Czech Prime Minister Bohuslav Sobotka is to launch a summer tour of ministries starting with the Ministry of Culture on Tuesday. The series of visits is expected to check on how they are performing and fulfilling the coalition programme around half a year after he was sworn into office and the government was formed. The visit to the Ministry of Culture will be followed by inspections at the education and transport ministries. In spite of rumours that Minister of Justice Helena Válková might be for the chop if further problems occur at her ministry, the prime minister is not believed to be preparing any changes in his Cabinet team for the moment.
Czech fish farms and anglers’ associations say hot weather and insufficient rain are devastating stock.
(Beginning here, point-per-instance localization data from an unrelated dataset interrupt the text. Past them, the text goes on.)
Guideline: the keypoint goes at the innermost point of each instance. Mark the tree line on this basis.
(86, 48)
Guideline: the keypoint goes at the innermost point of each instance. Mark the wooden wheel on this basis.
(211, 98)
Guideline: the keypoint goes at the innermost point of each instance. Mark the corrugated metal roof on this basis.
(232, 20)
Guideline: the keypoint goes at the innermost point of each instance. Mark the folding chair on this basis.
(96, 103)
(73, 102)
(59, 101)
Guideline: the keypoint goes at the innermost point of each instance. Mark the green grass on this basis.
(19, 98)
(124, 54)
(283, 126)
Some fish have had to be transferred to other pons in the south of the country because they are suffocating where they are, the news server Novinky.cz reported on Sunday. The low levels of ponds and rivers are also leaving fish easy prey to cormorants. Low water levels have also resulted in the fast spread of a parasitic infection of fish which causes dark spots on their skin and leaves them open to other infections.
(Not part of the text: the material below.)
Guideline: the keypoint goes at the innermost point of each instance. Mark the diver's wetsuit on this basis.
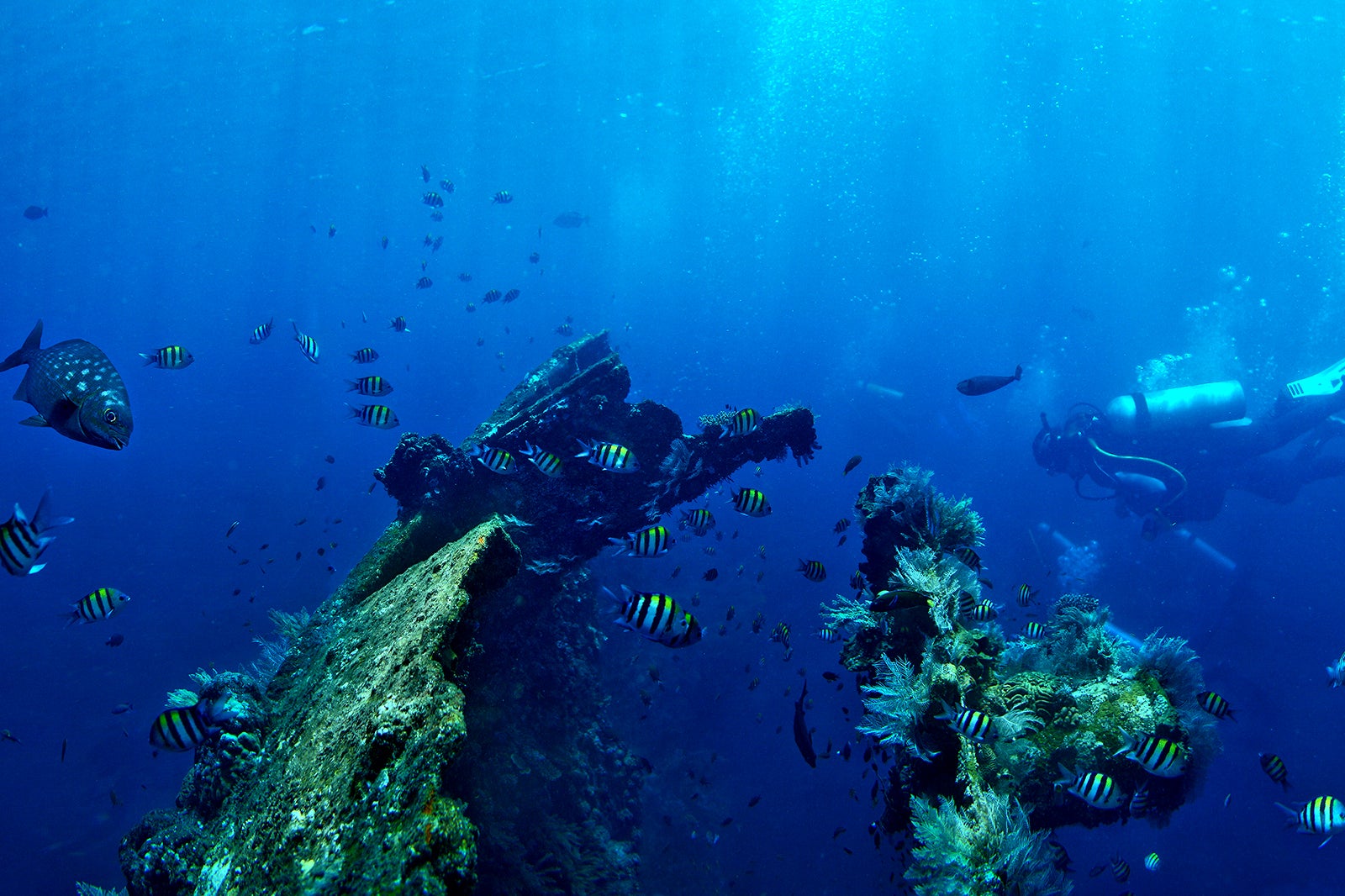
(1185, 474)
The Karlovy Vary International Film Festival continues on its second day with the spotlight perhaps on the world premiere screening of the director’s cut of Andrzej Wajda’s film ‘Walesa: Man of Hope’. The version of the film will be screened in the presence of former Polish dissident and leader of the Gdansk shipyard strikes that helped to topple the Communist regime, Lech Walesa. As well as the former Polish president the lead actors of the film will also be present. Later on Sunday, French actor and director Fanny Ardent will present her latest film ‘Obsessive Rhythms.’
Around 400 military enthusiasts with horses and field guns re-enacted the 1866 battle of Chlum u Sadov, north of Hradec Králové, on Saturday. The original battle pitted a 215,000 strong Austro-Saxon army against a slightly stronger Prussian army. The battle gave the Prussians a decisive win in the campaign and the leadership of German-speaking nations in Central Europe for the following decades. Participants in the re-enactment came from across Europe and as far away as the United States. The 1866 battle was the second biggest held on European soil during the 19th century.
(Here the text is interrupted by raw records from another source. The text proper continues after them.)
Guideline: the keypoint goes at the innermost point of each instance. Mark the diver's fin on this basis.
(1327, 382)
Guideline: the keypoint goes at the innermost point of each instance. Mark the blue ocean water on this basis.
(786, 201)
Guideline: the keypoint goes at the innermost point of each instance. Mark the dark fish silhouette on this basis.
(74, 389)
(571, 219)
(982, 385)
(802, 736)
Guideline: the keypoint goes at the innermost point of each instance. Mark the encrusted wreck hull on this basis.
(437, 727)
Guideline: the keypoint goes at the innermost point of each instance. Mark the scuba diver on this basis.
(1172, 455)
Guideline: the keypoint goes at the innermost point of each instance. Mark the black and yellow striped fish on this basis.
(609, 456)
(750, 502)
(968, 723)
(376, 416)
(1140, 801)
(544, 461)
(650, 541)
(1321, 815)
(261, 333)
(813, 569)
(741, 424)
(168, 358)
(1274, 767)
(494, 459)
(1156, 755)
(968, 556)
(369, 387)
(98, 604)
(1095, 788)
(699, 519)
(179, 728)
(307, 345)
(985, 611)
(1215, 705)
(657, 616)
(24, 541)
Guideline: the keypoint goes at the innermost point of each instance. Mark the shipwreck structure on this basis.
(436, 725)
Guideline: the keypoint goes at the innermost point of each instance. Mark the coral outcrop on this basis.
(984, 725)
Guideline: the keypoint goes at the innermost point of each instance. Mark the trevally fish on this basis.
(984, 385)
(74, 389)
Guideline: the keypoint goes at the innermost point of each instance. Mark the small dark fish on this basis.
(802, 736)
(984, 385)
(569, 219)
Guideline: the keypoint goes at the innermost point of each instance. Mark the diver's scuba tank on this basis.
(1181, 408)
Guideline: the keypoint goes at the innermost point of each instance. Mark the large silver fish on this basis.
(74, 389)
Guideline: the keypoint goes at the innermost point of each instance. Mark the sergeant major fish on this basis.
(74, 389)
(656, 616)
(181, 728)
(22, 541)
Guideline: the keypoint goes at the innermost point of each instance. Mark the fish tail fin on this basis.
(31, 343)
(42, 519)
Petra Kvitová thanked her back up team and family which turned up to witness her triumph. She said her team had worked out a strategy for the final and it paid off. She admitted in the post match interview that she had struggled after her first Wimbledon win in 2011 but hoped that after the second it would be easier. The final was watched by Czech-born nine times Wimbledon singles winner Martina Navrátilová and 1998 Czech singles winner Jana Novotná. Kvitová should move up to fourth ranked women’s player in the world following the Wimbledon win.
Petra Kvitová won her second women’s singles title with a 6:3, 6:0 demolition of Canadian Eugenie Bouchard on Saturday in less than an hour. The win is the 24-yer-old Czech’s second Grand Slam success after triumphing at Wimbledon in 2011. Following that win her form has been intermittent. Kvitová went into the final as the favourite against the young Canadian who was in her first Grand Slam final. Kvitová, who was seeded sixth for the championships, dominated the match, in particular thanks to powerful forehand crosscourt winners.